Il y a une
sorte de non sens, une incohérence parfaite à prétendre
avoir compris les enjeux écologiques et le message des
Français lors du scrutin européen et à
s’arc-bouter, avec une impatience infantile de parvenir à
ses fins, sur l’extension du commerce du dimanche.
Car, et je
veux commencer par là, c’est bien d’ouvrir les commerces
qu’il s’agit, et cette confusion implicite entre le travail et
l’acte de vendre ou d’acheter est pour beaucoup d’entre nous
une première raison de gêne, de malaise, voire même
de révolte, car travailler et vendre, travailler et commercer,
ne sont pas synonymes...pour l’instant, mais nous sommes sans doute
en bonne voie pour y parvenir.
Je reviens à
ce non sens dont je voudrais vous faire partager le refus. Nous
entendons dans l’atmosphère de mercato de ces dernières
semaines que le ministère de l’écologie va être
renforcé, que l’on nous prépare quelque nouvel éclat.
Monsieur Borloo lui même nous dit qu’il veut donner à
son ministère un caractère social et sociétal,
pour tout dire qu’il veut qu’il soit un ministère du
développement durable, mais alors comment réagit-il en
Cnseil des ministres ? S’il devait voter, voterait-il ce texte ?
Nous
entendons de la bouche de tous ceux qui pensent un peu que nous
devons revenir à une société moins matérialiste,
moins consommatrice, qui promeut des valeurs d’équilibre, de
culture, de liens entre les personnes.
Et ici une
fois encore nous faisons le contraire.
Tout dans ce
qui définit le développement durable est contradictoire
à ce texte :
1- Le
développent durable, permettez-moi de la citer en premier
lieu, c’est d’abord la santé durable ; c’est une
culture de prévention, une culture de la santé comme
instrument d’autonomie.
Le Président
de la République lui-même affirmait le 18 septembre
dernier qu’il voulait passer d’une culture curative à une
culture de la prévention.
Nous faisons
avec ce texte exactement le contraire. Selon l’Agence européenne,
la probabilité que surviennent des problèmes de maladie
ou d’absentéisme est 1,3 fois plus grande dans les
entreprises où l’on travaille le samedi ou le dimanche que
dans les entreprises fermées le week-end.
Le travail du
dimanche qu’il soit occasionnel ou permanent est tout simplement
contre -productif.
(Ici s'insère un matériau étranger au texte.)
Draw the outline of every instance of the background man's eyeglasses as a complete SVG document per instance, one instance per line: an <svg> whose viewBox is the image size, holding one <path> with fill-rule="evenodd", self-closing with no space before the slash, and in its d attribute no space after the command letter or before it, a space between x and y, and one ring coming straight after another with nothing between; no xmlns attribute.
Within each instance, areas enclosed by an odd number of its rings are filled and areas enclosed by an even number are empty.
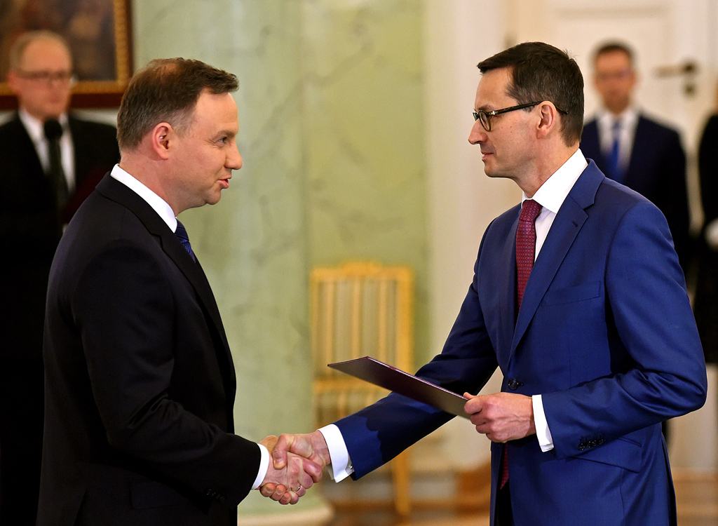
<svg viewBox="0 0 718 526"><path fill-rule="evenodd" d="M538 102L529 102L527 104L519 104L518 106L512 106L509 108L503 108L500 110L493 110L493 111L484 111L483 110L474 110L474 120L480 121L481 122L481 126L487 132L491 131L491 117L496 115L500 115L501 114L508 113L509 111L515 111L517 109L523 109L524 108L531 108L532 106L536 106L536 104L541 104L543 101L539 101ZM556 106L556 104L554 104ZM559 106L556 106L556 109L559 110L559 113L564 114L564 115L568 115L568 111L564 111L561 109Z"/></svg>
<svg viewBox="0 0 718 526"><path fill-rule="evenodd" d="M48 86L54 82L62 86L75 86L77 83L77 78L71 71L18 71L17 76Z"/></svg>

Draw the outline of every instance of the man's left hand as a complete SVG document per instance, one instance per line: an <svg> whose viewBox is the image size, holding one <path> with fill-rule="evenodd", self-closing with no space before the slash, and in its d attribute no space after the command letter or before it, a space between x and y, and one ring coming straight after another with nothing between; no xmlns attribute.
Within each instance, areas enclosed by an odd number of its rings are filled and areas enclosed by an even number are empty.
<svg viewBox="0 0 718 526"><path fill-rule="evenodd" d="M536 433L531 397L510 392L464 396L469 399L464 410L471 423L490 440L508 442Z"/></svg>

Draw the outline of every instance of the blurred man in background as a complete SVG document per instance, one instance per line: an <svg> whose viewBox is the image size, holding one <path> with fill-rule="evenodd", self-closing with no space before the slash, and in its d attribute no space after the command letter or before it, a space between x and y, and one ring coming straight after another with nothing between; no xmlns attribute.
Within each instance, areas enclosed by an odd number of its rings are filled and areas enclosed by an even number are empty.
<svg viewBox="0 0 718 526"><path fill-rule="evenodd" d="M678 132L635 104L633 52L621 42L594 55L594 86L602 108L584 126L581 150L614 180L642 194L666 216L684 272L690 252L686 154Z"/></svg>
<svg viewBox="0 0 718 526"><path fill-rule="evenodd" d="M20 36L7 82L19 111L0 126L0 524L34 525L42 446L42 327L64 226L119 160L115 128L68 114L70 49Z"/></svg>

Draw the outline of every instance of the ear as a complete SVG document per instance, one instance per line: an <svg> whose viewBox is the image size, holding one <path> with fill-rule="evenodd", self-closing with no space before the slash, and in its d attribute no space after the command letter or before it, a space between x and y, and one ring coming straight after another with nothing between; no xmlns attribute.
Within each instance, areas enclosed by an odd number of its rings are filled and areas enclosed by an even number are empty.
<svg viewBox="0 0 718 526"><path fill-rule="evenodd" d="M15 95L17 95L19 91L19 88L17 86L17 83L18 83L18 78L17 75L15 74L15 72L8 71L7 85L10 88L10 91L12 91L12 93L14 93Z"/></svg>
<svg viewBox="0 0 718 526"><path fill-rule="evenodd" d="M539 105L538 111L541 119L538 121L538 126L536 128L536 136L539 139L544 139L550 135L554 130L558 131L560 128L559 110L556 109L553 103L544 101Z"/></svg>
<svg viewBox="0 0 718 526"><path fill-rule="evenodd" d="M156 125L149 133L150 145L152 151L160 159L167 160L169 157L169 149L174 145L177 134L172 129L172 124L161 122Z"/></svg>

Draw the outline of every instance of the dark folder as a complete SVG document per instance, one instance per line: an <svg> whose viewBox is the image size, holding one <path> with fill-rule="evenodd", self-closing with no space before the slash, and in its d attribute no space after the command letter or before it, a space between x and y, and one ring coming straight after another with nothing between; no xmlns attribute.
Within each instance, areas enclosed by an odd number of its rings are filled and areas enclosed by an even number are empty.
<svg viewBox="0 0 718 526"><path fill-rule="evenodd" d="M467 398L373 358L364 356L329 364L329 366L452 415L469 417L464 411Z"/></svg>

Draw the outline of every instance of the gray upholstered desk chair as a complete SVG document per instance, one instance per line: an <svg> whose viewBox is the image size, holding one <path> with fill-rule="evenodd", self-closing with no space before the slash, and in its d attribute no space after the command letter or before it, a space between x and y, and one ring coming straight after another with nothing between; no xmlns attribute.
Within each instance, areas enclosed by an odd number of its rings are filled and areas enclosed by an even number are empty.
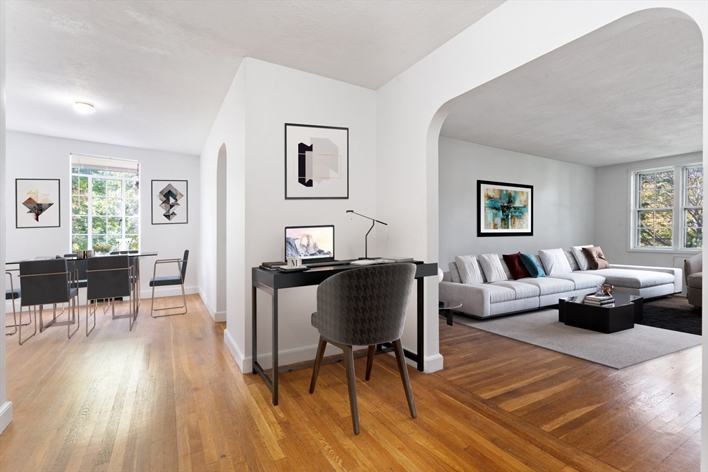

Les études chronobiologiques montrent qu’il
va à l’encontre du cycle régulier qui fait alterner
activité et repos.
2- C’est
l’inéluctable augmentation du travail subi, du travail que
l’on ne fait pas sien.
D’abord
parce que le volontariat que vous évoquez est un leurre.
Qui dans la
période que nous connaissons actuellement,
Qui sous la
pression d’une grande enseigne,
Qui pourra
dire qu’il refuse de travailler le dimanche ?
Ensuite parce
que vendre à des gens qui sont eux-mêmes en congé
n’aide pas à faire sien un travail. La gratification morale
du travail soignant n’existe pas ici.
3 - C’est
l’inéluctable mort à terme du commerce de proximité
et du commerce indépendant.
Un emploi
créé en grande surface, c’est trois emplois supprimés
dans le petit commerce.
C’est la
mise à mal de l’ensemble du secteur associatif, culturel,
sportif.
4- C’est
une dépense environnementale inutile
Ce sont des
voitures sur les routes, des magasins que l’on éclaire, que
l’on chauffe un jour de plus par semaine.
5- Enfin,
c’est un manque absolu de bon sens qui est malgré son air un
peu vieux jeu, la base de l’écologie.
Augmentera-t-on
d’un euro le pouvoir d’achat ?
Consommera-t-on
plus et surtout consommera-t-on mieux ?
6- Et puis
c’est aussi une escroquerie quand tous les maires pourront déclarer
leur commune touristique
Quand il y
aura deux régimes de salaires?
M. le
Ministre, je vous interroge sur le rôle du politique
aujourd'hui :
Est-il donc
de modifier la loi en réaction à des situations
illégales pour qu'elles deviennent légales, et de
mettre ainsi le doigt dans un
engrenage
infernal,
n'est-il pas
plutôt de proposer une organisation de la société
en fonction du bien commun ?
Le bien
commun n'est-il pas celui du plus grand nombre, celui des familles,
celui des enfants ?
Le progrès
n'est-il pas l'augmentation du nombre d'emplois et des salaires
plutôt que du nombre de jours travaillés par salarié
?
Cette
proposition de loi, c'est, contre les salariés, la technique
toujours inefficace de l'appât empoisonné et de la
sanction pour qui le refuse.
Aujourd'hui
entendez les Français et retirez ce texte.
Il s'agit là
de bon sens, simplement de bon sens.